Time-to-event exploratory endpoints included progression-free survival (PFS) and time to prostate-specific antigen (PSA) progression.2 Median PFS was 36.8 months in the darolutamide arm compared to 14.8 months in the placebo arm (HR=0.38, 95% CI 0.32-0.45; P<0.001).1 Time to PSA progression was 33.2 months in the darolutamide arm versus 7.3 months in the placebo arm (HR=0.13, 95% CI 0.11-0.16; P<0.001).2

Exploratory PRO-based endpoints (based on the Functional Assessment of Cancer Therapy-Prostate; FACT-P, European Organisation for Research and Treatment of Cancer quality of life; EORTC-QLQ-PR25, and EQ-5D-3L questionnaires) were also evaluated in the ARAMIS trial.1

About the ARAMIS trial design
The ARAMIS trial is a randomized, Phase III, multi-center, double-blind, placebo-controlled trial evaluating the safety and efficacy of oral darolutamide in patients with nmCRPC who are currently being treated with ADT as standard of care and are at high risk for developing metastatic disease. 1,509 patients were randomized in a 2:1 ratio to receive 600 mg of darolutamide twice a day or placebo along with ADT.

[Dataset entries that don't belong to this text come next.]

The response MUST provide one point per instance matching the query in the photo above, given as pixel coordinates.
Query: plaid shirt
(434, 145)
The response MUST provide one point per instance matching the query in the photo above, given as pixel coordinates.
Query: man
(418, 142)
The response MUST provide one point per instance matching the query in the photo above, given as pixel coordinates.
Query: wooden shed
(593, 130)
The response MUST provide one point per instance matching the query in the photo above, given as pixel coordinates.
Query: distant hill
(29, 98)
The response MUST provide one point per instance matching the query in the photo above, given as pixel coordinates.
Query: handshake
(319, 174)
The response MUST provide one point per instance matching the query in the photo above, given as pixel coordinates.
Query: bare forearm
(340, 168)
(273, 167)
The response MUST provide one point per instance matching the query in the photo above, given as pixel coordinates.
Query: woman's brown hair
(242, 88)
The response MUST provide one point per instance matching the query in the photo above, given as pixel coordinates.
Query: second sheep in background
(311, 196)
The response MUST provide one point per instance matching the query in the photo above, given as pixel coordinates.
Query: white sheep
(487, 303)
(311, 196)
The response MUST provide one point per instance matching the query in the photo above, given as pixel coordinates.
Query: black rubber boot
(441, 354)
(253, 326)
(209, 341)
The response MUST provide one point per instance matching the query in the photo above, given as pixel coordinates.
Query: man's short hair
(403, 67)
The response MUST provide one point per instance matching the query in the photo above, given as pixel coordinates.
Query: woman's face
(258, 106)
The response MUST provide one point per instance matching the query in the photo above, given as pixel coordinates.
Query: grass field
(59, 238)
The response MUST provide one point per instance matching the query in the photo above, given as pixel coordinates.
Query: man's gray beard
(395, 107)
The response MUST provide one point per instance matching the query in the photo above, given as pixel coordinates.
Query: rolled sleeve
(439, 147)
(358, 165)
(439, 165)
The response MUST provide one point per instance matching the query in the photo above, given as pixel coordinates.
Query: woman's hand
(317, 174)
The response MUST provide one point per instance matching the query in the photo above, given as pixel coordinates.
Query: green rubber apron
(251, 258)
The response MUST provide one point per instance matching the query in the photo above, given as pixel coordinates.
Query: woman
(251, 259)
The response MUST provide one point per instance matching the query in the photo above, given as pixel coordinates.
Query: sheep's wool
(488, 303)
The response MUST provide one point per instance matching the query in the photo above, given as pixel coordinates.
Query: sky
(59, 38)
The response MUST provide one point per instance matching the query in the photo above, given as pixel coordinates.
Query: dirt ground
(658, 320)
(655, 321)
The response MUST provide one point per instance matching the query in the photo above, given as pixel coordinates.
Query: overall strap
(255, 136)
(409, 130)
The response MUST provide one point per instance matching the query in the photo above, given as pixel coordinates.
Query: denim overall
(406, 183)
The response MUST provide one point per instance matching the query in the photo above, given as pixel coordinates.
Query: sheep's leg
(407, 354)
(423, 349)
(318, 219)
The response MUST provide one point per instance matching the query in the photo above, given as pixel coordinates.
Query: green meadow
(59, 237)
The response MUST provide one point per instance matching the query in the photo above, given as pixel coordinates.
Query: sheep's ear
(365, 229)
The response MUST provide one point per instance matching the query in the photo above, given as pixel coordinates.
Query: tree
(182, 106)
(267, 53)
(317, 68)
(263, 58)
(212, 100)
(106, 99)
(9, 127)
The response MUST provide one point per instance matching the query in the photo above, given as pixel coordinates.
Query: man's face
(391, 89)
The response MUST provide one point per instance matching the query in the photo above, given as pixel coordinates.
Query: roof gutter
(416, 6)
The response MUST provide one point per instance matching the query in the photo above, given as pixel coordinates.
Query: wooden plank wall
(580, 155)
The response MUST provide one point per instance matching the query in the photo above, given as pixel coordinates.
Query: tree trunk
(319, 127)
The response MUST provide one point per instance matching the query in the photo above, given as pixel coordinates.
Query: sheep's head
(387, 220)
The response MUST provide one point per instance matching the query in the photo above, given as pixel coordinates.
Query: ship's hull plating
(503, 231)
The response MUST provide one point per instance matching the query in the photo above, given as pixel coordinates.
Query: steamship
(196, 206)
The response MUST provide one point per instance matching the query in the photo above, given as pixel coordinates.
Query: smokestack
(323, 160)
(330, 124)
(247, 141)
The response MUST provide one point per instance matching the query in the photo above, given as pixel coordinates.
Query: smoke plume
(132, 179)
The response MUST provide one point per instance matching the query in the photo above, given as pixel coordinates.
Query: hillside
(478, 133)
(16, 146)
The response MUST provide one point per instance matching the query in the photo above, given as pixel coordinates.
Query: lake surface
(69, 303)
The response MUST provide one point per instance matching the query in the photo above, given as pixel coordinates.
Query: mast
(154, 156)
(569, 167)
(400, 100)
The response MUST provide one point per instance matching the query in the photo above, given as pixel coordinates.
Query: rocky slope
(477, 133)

The primary endpoint of this trial is MFS defined as time between randomization and evidence of metastasis or death. The secondary endpoints of this trial are OS, time to pain progression, time to initiation of first cytotoxic chemotherapy, time to first SSE, and characterization of the safety and tolerability of darolutamide.

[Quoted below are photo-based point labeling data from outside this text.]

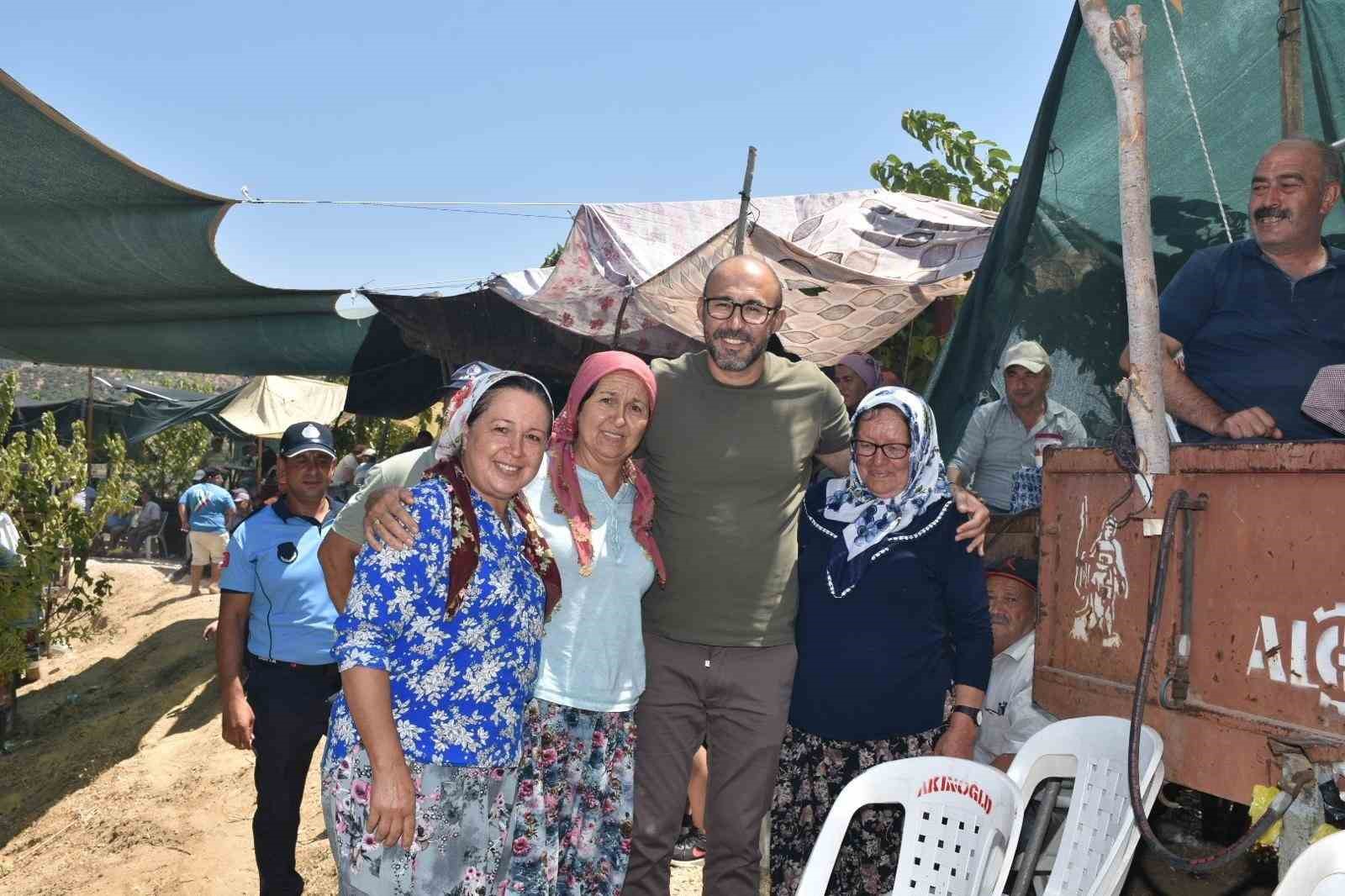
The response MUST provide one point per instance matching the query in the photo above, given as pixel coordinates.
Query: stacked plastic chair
(1100, 835)
(961, 822)
(1318, 872)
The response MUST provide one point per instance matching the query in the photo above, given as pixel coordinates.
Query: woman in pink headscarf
(576, 777)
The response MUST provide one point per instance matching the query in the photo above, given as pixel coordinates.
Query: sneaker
(689, 848)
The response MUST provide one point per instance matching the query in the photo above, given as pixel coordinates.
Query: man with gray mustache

About castration-resistant prostate cancer (CRPC)
Prostate cancer is the second most commonly diagnosed malignancy in men worldwide.3 In 2018, an estimated 1.2 million men were diagnosed with prostate cancer, and about 358,000 died from the disease worldwide.3 Prostate cancer is the fifth leading cause of death from cancer in men.3 Prostate cancer results from the abnormal proliferation of cells within the prostate gland, which is part of a man’s reproductive system.4 It mainly affects men over the age of 50, and the risk increases with age.5 Treatment options range from surgery to radiation treatment to therapy using hormone-receptor antagonists, i.e. substances that stop the formation of testosterone or prevent its effect at the target location.6 However, in nearly all cases, the cancer eventually becomes resistant to conventional hormone therapy.7
CRPC is an advanced form of the disease where the cancer keeps progressing even when the amount of testosterone is reduced to very low levels in the body. The field of treatment options for castration-resistant patients is evolving rapidly, but until recently, there have been no effective treatment options for CRPC patients who have rising PSA levels while on ADT and no detectable metastases. In men with progressive nmCRPC, a short PSA doubling time has been consistently associated with reduced time to first metastasis and death.8

About darolutamide
Darolutamide is an investigational, non-steroidal androgen receptor antagonist with a chemical structure that binds to the receptor and exhibits antagonistic activity, thereby inhibiting the receptor function and the growth of prostate cancer cells. In addition to the Phase III trial ARAMIS in men with nmCRPC, darolutamide is also being investigated in a Phase III study in metastatic hormone-sensitive prostate cancer (ARASENS). Information about these trials can be found at www.clinicaltrials.gov.